As he slowly chews a bite of rice with his remaining teeth, pápi explains the shift from Sucres to Dollars, dólares, in Ecuador almost 15 years ago. “Antes, teníamos plata. Pero la noche que cambiaron del dinero, la devaluación era increíble. Cada dólar valuó 25,000 sucres. Teníamos casi un millón de sucres de vender mi terreno abajo en la loma. Y solo quedamos con cuarenta dólares. Cuarenta dólares no hacen nada.” [Before, we had money. But the night that they changed the currency, the devaluation was incredible. Each dollar valued 25,000 sucres. We had almost a million sucres from selling my property down the hill. And we were left with only forty dollars. Forty dollars don’t do anything.]

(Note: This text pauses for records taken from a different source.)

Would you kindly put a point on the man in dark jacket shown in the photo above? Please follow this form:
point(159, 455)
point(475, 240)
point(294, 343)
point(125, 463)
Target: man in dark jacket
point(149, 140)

I can’t deny that I am privileged – more than I can imagine or understand. Am I a pelucona, though? I have thought a lot about this question, and I don’t know. I don’t want to think of myself as one of the “rich” people (I mean, the 1% in the U.S. doesn’t have the best reputation), but my gut whispers “you are one of them.”
Whether or not I am a pelucona, I look towards the future. What can I do with my wealth – both financially and in the opportunities I have – during my lifetime? Being in a wealthy family by chance (and note that I don’t say luck – wealth has little relation to quality of life), what responsibilities do I have? How has, does, and will my family’s financial situation define who I am?
And equally importantly, how do I share my wealth of experiences, of questions, with those around me? This blog is my first step.